Short certificate lifetimes vs. revocation
- Debate over push for ever-shorter lifetimes (90 days → 45 days → even days).
- One side: shorter lifetimes limit damage from stolen keys and shrink CRLs; expiry is core to the model.
- Other side: more frequent renewals increase dependence on CA uptime and infrastructure fragility; revocation should be fixed instead.
- Revocation today is widely viewed as broken, though some argue newer mechanisms (e.g., CRLite in Firefox) largely solve this, pending broader vendor adoption.
Operational hygiene and automation
- Many emphasize clients should renew well before expiry (e.g., at 60 of 90 days) and with retries/backoff, making short outages a non-event.
- Criticism of setups that attempt renewal only shortly before expiry; compared to using a passport that is technically valid but effectively unusable near expiration.
Alternatives and centralization risk
- Some see Let’s Encrypt as a de facto single point of failure for much of the web; others counter that alternative CAs (ZeroSSL, Google Trust Services, etc.) exist.

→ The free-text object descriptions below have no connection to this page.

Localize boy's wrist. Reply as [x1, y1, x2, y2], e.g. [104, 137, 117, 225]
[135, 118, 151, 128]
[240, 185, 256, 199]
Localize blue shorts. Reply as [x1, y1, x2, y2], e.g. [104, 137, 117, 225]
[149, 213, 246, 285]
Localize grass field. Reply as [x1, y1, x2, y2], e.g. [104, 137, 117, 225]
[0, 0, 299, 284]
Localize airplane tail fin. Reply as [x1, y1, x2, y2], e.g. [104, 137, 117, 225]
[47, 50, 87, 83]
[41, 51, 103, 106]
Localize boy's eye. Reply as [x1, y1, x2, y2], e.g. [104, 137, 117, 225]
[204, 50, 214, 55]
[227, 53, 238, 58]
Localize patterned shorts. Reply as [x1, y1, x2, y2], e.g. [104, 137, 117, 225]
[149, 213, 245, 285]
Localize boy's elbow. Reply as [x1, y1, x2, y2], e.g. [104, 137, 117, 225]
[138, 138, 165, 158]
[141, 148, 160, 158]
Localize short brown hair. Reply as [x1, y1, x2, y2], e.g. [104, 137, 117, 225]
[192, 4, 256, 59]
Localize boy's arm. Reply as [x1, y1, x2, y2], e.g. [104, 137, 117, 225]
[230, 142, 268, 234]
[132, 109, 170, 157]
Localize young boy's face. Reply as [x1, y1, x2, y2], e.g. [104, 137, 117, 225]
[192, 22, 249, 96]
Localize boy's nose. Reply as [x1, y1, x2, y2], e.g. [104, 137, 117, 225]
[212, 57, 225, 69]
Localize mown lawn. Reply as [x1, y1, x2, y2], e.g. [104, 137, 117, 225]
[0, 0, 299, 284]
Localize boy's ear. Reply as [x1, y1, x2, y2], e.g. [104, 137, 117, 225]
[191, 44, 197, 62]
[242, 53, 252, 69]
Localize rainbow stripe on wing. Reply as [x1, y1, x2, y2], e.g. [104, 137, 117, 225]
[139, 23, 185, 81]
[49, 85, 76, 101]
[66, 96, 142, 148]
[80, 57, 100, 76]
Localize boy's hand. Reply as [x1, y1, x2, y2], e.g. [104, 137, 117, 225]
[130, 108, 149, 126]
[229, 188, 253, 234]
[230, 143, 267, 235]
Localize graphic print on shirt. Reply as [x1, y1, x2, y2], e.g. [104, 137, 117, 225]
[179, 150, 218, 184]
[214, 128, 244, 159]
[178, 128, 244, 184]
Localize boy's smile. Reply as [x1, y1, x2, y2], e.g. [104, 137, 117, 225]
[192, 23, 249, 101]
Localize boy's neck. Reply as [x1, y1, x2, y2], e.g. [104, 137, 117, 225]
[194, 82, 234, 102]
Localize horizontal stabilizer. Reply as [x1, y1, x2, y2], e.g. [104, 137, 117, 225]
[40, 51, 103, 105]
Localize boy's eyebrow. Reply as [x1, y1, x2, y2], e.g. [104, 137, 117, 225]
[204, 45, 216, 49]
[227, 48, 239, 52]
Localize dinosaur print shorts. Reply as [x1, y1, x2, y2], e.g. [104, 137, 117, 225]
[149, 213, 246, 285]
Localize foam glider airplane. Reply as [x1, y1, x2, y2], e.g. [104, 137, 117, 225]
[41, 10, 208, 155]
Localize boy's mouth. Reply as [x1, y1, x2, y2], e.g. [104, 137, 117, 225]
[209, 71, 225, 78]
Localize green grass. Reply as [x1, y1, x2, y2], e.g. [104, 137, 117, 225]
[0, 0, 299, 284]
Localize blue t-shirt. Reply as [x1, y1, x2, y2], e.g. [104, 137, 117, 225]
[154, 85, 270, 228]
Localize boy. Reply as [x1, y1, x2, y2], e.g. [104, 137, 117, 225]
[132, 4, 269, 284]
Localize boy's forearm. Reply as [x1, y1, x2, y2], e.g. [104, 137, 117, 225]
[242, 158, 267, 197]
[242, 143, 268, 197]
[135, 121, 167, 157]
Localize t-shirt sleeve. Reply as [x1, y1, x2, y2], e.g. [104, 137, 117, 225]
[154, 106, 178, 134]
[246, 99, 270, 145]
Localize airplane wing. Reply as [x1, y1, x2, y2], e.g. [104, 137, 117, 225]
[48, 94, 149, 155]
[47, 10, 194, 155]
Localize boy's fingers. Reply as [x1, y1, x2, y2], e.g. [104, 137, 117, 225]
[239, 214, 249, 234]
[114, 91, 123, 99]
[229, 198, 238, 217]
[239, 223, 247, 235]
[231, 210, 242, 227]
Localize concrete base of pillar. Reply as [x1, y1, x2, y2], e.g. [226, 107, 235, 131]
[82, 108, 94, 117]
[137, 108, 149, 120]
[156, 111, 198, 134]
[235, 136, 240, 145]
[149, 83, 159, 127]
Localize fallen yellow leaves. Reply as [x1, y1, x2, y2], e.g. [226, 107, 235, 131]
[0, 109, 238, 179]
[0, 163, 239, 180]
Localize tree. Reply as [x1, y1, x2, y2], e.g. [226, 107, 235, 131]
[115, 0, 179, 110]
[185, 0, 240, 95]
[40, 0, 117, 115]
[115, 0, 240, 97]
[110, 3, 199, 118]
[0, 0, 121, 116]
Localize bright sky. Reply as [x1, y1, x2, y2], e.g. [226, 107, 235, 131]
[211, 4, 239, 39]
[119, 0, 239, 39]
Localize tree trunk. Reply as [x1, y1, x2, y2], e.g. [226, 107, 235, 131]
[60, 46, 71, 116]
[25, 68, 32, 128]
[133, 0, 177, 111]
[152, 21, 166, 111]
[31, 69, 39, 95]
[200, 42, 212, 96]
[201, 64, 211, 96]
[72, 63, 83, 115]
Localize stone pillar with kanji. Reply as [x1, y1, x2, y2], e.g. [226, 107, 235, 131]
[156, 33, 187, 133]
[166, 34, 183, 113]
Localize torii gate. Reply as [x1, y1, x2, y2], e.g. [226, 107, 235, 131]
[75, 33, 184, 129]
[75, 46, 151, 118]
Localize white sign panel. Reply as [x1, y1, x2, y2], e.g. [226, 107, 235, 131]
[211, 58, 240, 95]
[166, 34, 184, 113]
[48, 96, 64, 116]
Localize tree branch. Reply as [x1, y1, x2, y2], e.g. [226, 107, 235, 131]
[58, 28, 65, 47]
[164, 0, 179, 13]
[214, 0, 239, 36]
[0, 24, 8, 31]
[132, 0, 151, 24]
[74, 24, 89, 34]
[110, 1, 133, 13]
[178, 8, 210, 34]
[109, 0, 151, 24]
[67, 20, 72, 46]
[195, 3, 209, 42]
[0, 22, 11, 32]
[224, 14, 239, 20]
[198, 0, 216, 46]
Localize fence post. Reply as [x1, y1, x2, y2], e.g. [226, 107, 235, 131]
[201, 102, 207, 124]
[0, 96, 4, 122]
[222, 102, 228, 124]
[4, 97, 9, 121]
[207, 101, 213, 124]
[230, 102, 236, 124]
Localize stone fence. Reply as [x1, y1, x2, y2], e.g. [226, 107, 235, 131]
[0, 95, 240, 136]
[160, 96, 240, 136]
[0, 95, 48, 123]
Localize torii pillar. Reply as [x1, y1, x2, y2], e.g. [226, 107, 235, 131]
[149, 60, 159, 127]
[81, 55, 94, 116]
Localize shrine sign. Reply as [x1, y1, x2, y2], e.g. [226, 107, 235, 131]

- Practical switchover in a crisis is questioned: lack of built-in failover, potential load spikes on other CAs, and complexity of serving multiple certs per key.
- Broader critiques target the web PKI model and reliance on US-based CAs; proposals include DNS-published self-signed keys or stronger regulation of network intermediaries.
Browser handling of expired certificates
- Disagreement over whether browsers should soften errors for just-expired certs.
- Some argue harsh failures are necessary to force proper automation and avoid security complacency; others think nuanced, time-based warnings could improve usability without major risk.